Open MissMusic opened this issue 4 years ago • 4 comments

I found this thread: https://forum.deepstack.cc/t/didnt-detect-the-cat/497

And it got me thinking, Today I'm using zones in BI for the motion sensing to reduce the number of images to be processed. Since I already have determined what part of the picture I'm interested in, would it not be logical to actually crop images before sending them to Deepstack?

The benefits would be smaller images and faster processing. Quicker processing would allow more frames to be processed, helping where the system is bogged down when many cameras trigger at once, or when higher bursts of images are needed to get a detection (like APR?).

Could it be implemented like the manual masking tool? Even a simple cropping-rectangle could easily save at least some performance.

MissMusic avatar Nov 23 '20 08:11 MissMusic

Good idea, I can look into that. But be aware you loose a little quality every-time a JPG file is re-saved due to lossy compression.
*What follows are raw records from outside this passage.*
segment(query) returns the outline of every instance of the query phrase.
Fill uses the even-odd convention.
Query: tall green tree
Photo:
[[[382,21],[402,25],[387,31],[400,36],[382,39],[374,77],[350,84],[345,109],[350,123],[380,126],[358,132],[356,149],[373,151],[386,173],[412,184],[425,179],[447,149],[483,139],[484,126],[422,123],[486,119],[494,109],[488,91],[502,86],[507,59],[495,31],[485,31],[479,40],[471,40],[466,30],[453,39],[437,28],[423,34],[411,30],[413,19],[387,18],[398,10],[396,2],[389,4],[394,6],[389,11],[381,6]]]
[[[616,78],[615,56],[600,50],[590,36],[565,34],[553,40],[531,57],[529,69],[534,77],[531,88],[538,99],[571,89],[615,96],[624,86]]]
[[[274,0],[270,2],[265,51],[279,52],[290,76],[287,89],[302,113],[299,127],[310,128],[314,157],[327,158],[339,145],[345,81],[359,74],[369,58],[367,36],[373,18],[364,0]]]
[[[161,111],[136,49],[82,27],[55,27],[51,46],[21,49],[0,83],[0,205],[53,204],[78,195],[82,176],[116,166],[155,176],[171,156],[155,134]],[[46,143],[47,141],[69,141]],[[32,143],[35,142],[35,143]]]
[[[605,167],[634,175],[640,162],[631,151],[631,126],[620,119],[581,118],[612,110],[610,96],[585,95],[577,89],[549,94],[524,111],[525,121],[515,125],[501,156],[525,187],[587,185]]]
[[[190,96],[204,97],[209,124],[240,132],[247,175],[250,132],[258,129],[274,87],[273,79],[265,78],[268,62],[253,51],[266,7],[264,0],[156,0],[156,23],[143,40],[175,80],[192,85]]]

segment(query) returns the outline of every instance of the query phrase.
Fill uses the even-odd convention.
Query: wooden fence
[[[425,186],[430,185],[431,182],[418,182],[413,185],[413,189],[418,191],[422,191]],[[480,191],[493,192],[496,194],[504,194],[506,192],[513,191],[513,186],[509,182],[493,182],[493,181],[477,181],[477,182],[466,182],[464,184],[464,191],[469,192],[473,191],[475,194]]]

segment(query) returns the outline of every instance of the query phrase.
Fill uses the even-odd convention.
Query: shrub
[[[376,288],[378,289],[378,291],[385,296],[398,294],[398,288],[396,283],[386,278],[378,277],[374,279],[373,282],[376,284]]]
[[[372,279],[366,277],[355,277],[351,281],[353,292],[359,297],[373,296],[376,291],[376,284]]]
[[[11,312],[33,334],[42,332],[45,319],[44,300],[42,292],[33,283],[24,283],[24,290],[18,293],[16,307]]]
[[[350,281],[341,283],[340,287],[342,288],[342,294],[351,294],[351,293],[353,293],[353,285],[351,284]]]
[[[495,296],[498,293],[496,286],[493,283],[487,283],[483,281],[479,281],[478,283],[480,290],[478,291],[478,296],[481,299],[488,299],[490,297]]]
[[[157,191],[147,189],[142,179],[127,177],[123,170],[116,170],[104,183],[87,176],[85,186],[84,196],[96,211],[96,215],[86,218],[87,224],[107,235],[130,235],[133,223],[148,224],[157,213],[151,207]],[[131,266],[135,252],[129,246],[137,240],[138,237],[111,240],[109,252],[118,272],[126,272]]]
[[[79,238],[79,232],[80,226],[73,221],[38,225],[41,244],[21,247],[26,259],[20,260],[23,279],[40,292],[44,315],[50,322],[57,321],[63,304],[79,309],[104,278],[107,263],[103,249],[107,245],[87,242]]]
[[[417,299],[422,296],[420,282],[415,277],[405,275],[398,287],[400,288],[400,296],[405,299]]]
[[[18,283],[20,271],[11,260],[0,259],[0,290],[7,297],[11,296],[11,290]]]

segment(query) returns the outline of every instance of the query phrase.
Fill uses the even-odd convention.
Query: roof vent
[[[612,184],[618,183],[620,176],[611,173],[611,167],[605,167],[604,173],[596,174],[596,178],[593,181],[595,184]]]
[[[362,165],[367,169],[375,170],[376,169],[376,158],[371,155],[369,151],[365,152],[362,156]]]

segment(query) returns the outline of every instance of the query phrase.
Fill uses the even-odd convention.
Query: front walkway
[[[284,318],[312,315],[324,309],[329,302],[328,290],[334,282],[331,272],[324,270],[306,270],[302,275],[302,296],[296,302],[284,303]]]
Which reminds me that I think most of these object detection tools internally resize the image file to match the dimensions of the original training datasets BEFORE asking the AI what objects are in the image. For example, see the INPUT SIZE here: https://coral.ai/models/

And when I dug into some of the python code that deepstack uses I believe it does the same thing and the difference between LOW, MEDIUM and HIGH is how big the training dataset was and what it re-sizes the image to before it has the AI process it. And I believe I verified their image set size was also very small like less than 300x300 pixels.

Doods for example says "You should optimally pass image data in the requested size for the detector. If not, it will be automatically resized. It can read BMP, PNG and JPG as well as PPM. For detectors that do not specify a size (inception) you do not need to resize"

So maybe I'll look into resizing before sending. At the very least that will send less image data via http post. But then again I could be totally misunderstanding how it works behind the scenes since I havent had a chance to dig very much.

VorlonCD avatar Nov 23 '20 14:11 VorlonCD

Interesting! So basically the processing time would not be affected by a smaller input image.

However, if the image is resized by Deepstack or Doods, and especially if it's to a quite small new size, could cropping the original image and thereby "enlarging" the objects of interest, increase the detection rate or probability-score?

Yes re-saving the image when working in a lossy format would degrade its quality, but for most of us, a still from a camera captured from a h.264/h.265 stream would not be that great to begin with and i don't expect much more detail to be lost. Another interesting aspect is how, or if, this would do any real difference for the AI as it's clearly not looking at the image and details the same way we do. But such speculation is a bit off topic. ;)

MissMusic avatar Nov 23 '20 14:11 MissMusic

I keep starting and stopping working on this feature due to squirrels but its halfway there. Ability to change size, jpeg compression, brightness, contrast before sending to deepstack. I'll get it in eventually!

VorlonCD avatar Feb 14 '21 22:02 VorlonCD

This is less of an issue for me right now. With the new GPU powered deepstack i can run uncropped 1920x1080 images at speeds fast enough anyway. It would be nice to crop away areas not of interest to save compute power, or for systems with even more cameras.